Qitong Gao, Ge Gao, Min Chi, Miroslav Pajic
Paper can be found at https://arxiv.org/abs/2301.12056. Accepted to ICLR '23.
Contact: qitong.gao@duke.edu
If you find our work and code useful, please consider cite the paper
@inproceedings{
gao2023variational,
title={Variational Latent Branching Model for Off-Policy Evaluation},
author={Qitong Gao and Ge Gao and Min Chi and Miroslav Pajic},
booktitle={International Conference on Learning Representations},
year={2023},
url={https://arxiv.org/abs/2301.12056}
}
ATTENTION
Some of the data and checkpoints we uploaded require to be downloaded with Git Large File Storage, i.e., git-lfs
.
To install git-lfs
, follow the instructions on https://github.com/git-lfs/git-lfs.

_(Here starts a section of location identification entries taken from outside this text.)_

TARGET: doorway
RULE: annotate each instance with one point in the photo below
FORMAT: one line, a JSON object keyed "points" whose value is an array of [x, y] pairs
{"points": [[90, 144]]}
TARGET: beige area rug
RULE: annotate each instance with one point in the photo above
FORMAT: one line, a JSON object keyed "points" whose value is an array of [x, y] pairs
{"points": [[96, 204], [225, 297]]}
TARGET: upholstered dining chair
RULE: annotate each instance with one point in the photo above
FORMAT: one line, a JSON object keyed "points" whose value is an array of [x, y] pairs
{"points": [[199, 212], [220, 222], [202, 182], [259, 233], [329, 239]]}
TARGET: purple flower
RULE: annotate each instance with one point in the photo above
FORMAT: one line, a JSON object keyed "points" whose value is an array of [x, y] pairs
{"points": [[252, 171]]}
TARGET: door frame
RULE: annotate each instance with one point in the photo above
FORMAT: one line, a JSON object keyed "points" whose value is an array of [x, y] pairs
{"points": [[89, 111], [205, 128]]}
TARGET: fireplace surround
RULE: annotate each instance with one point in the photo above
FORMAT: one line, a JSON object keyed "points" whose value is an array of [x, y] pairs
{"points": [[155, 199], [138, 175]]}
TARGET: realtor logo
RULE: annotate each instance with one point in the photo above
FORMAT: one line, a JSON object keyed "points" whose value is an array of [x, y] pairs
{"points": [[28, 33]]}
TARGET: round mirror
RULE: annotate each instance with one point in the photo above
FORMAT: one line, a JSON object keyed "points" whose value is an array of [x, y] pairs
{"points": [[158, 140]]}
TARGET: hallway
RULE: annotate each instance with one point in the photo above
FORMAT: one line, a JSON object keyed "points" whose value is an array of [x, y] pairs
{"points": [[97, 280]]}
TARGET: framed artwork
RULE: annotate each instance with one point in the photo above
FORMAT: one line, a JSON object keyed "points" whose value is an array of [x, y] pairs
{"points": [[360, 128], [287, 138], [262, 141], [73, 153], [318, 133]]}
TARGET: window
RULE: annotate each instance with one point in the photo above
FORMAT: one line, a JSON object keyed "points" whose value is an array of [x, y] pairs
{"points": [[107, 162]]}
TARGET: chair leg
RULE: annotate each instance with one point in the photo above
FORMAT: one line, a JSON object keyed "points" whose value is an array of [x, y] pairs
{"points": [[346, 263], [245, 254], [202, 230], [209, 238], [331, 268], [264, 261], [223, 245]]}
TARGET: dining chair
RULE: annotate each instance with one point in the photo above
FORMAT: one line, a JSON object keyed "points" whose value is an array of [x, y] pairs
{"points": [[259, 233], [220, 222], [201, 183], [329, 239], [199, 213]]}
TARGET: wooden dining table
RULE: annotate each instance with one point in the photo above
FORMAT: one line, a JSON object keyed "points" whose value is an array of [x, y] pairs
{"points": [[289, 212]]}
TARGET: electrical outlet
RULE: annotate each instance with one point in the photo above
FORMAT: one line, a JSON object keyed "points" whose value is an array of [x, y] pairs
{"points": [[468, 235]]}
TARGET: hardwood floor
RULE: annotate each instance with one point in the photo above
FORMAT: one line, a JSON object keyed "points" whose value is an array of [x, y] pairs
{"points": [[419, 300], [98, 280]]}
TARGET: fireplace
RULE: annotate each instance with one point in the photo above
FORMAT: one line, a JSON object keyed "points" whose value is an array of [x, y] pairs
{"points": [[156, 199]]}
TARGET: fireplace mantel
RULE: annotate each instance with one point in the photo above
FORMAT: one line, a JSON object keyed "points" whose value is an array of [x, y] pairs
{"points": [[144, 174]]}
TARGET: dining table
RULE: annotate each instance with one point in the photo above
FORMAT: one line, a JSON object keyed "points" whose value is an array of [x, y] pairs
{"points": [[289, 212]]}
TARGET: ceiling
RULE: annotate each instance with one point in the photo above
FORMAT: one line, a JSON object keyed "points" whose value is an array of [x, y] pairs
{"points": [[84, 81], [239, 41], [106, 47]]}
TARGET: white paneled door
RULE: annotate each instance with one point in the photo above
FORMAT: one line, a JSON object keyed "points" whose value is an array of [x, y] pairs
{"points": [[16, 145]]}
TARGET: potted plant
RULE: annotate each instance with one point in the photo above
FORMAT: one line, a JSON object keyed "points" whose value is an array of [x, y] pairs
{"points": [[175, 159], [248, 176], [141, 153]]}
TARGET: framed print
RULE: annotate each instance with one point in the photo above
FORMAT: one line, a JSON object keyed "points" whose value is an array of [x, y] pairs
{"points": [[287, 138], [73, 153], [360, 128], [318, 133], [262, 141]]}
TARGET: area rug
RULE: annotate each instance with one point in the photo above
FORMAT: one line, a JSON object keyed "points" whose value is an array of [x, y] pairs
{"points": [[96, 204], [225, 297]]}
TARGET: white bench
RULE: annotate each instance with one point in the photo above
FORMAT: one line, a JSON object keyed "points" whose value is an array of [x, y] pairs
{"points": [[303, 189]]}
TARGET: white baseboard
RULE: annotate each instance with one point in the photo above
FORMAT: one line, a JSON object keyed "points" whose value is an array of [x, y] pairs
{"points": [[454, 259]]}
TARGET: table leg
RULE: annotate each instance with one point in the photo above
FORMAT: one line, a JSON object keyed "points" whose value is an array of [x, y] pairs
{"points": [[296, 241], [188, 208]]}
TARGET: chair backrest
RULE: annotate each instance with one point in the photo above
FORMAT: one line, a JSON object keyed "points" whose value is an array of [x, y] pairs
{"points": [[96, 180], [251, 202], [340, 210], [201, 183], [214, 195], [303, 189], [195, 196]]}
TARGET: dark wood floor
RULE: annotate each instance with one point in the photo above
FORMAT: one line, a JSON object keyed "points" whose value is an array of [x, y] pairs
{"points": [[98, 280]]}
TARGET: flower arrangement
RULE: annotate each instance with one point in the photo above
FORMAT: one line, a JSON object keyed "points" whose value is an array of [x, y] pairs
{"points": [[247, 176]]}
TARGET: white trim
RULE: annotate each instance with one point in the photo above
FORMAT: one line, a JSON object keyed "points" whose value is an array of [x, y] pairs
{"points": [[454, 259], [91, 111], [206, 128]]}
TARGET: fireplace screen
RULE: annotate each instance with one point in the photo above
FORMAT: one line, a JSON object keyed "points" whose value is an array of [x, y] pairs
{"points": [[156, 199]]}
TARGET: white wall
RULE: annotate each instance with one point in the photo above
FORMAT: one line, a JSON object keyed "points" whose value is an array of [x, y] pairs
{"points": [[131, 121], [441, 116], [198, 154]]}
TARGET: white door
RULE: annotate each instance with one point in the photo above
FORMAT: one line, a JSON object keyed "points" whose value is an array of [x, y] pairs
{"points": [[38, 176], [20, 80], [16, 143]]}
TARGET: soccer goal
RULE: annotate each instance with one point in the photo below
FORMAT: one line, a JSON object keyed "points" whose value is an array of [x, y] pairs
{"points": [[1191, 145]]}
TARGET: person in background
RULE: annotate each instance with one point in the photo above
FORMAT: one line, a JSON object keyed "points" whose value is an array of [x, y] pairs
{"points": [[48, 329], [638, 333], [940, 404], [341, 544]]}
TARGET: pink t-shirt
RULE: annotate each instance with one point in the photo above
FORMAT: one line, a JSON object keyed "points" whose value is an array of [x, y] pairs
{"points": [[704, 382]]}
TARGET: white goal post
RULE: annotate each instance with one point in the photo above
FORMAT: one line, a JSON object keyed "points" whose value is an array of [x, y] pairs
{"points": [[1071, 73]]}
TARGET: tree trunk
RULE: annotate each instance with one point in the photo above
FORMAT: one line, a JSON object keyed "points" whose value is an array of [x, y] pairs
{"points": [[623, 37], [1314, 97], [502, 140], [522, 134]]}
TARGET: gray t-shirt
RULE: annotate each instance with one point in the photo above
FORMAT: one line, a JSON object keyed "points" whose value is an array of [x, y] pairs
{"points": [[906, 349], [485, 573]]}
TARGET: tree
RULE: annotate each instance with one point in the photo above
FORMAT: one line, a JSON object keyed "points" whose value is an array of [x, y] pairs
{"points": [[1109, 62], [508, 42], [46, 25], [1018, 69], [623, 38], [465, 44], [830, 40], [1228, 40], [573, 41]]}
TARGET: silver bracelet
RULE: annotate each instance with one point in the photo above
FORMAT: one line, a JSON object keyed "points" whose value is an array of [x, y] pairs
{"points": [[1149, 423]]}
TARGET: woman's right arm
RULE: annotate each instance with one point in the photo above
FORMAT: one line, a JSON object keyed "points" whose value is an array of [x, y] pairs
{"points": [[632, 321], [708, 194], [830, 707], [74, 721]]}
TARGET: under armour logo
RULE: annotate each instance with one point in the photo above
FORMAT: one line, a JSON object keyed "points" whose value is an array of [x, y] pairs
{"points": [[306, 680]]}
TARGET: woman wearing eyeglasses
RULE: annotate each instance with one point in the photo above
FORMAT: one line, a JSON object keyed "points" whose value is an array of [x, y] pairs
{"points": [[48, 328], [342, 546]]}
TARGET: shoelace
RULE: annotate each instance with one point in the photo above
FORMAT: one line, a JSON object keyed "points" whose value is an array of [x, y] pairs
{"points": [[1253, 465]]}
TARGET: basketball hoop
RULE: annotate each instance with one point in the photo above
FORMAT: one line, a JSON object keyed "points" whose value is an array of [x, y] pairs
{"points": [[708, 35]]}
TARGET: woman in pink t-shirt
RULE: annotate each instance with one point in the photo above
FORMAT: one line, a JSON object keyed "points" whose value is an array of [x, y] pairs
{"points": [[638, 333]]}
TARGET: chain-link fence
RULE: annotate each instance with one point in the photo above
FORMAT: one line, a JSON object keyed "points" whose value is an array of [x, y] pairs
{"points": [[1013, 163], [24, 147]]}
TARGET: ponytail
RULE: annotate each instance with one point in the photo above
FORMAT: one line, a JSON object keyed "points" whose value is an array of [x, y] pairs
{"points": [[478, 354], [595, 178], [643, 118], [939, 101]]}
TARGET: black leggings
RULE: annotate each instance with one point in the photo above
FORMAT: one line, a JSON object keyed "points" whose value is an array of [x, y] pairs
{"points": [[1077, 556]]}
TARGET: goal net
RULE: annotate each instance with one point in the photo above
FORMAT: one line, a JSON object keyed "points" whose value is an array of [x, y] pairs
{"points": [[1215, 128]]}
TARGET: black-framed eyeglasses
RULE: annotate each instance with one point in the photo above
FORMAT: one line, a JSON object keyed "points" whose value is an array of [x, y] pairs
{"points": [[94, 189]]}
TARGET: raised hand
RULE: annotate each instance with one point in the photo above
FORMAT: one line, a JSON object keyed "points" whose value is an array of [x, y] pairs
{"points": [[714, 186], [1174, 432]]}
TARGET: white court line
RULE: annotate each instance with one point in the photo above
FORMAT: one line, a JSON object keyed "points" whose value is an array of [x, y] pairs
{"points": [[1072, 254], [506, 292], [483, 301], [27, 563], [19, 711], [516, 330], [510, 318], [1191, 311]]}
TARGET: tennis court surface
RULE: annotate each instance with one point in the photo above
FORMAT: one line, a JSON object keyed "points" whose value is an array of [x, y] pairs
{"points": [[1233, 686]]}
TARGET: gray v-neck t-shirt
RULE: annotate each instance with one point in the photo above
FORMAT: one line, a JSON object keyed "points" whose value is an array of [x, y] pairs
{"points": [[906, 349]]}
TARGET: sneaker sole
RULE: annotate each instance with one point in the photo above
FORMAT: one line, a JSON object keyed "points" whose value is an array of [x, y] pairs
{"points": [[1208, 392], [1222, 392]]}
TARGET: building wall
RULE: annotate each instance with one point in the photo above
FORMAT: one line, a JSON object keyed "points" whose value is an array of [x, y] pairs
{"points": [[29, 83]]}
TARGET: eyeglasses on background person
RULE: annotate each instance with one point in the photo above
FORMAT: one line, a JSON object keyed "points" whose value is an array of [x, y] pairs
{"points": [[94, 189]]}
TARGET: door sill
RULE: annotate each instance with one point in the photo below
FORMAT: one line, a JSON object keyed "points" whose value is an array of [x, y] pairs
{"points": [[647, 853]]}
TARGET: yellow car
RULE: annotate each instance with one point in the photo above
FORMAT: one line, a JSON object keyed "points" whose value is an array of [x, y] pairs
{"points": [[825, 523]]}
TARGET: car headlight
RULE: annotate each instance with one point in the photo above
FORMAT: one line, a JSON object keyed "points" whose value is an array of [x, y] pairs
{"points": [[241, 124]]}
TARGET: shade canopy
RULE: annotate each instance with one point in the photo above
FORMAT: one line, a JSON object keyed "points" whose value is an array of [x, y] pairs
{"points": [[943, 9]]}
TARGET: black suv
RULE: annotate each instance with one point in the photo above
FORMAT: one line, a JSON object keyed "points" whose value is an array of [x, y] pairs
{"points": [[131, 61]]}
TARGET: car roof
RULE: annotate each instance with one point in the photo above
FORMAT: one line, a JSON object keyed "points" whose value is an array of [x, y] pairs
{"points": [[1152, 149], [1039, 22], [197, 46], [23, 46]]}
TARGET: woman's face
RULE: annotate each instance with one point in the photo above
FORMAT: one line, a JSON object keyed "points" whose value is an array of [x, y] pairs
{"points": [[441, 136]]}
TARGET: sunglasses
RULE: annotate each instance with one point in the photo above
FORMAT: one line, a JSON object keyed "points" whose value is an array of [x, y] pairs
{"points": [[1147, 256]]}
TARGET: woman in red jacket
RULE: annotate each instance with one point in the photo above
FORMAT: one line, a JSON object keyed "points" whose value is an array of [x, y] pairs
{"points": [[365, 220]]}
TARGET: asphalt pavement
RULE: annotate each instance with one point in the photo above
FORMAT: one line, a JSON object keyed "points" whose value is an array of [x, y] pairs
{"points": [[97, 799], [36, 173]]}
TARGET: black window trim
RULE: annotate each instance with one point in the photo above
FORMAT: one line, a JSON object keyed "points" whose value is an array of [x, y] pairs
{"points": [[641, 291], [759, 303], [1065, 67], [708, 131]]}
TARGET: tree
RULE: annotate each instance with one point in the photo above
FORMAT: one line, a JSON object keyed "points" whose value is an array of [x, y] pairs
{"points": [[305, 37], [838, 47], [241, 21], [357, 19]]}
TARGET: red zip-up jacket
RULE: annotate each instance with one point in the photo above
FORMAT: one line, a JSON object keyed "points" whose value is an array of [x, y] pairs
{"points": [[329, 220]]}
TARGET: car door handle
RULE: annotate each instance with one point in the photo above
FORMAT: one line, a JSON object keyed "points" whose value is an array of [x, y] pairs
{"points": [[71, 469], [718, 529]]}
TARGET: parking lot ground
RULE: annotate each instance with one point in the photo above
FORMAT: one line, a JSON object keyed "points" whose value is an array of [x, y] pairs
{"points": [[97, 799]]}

Once it is installed, make sure to clone this repository by running
git lfs clone https://github.com/gaoqitong/vlbm.git
or
git lfs clone git@github.com:gaoqitong/vlbm.git
This folder contain the codes for training and evaluating variational latent branching models (VLBMs).
Specifically, we provided two examples for training and evaluating (with model checkpoints provided) VLBM using the halfcheetah and walker2d environments, as halfcheetah will always run through a total of 1,000 time steps and walker2d may terminiate an episode early if the states meet specific critera.
Mujoco version: 2.1.0
Python requirements:
Python 3.7
tensorflow 1.15.1
tensorflow-probability 0.8.0
mujoco-py 2.0.2.13
dm-control 0.0.322773188
gym 0.21.0
numpy 1.21.5
pandas 1.3.5
d4rl 1.1
We provide two scripts for training VLBMs, i.e.,
train_vlbm.py
train_vlbm_for_envs_with_early_termination.py
The first one is used to train VLBM on offline datasets over Halfcheetah, which do not involve early termination of episodes.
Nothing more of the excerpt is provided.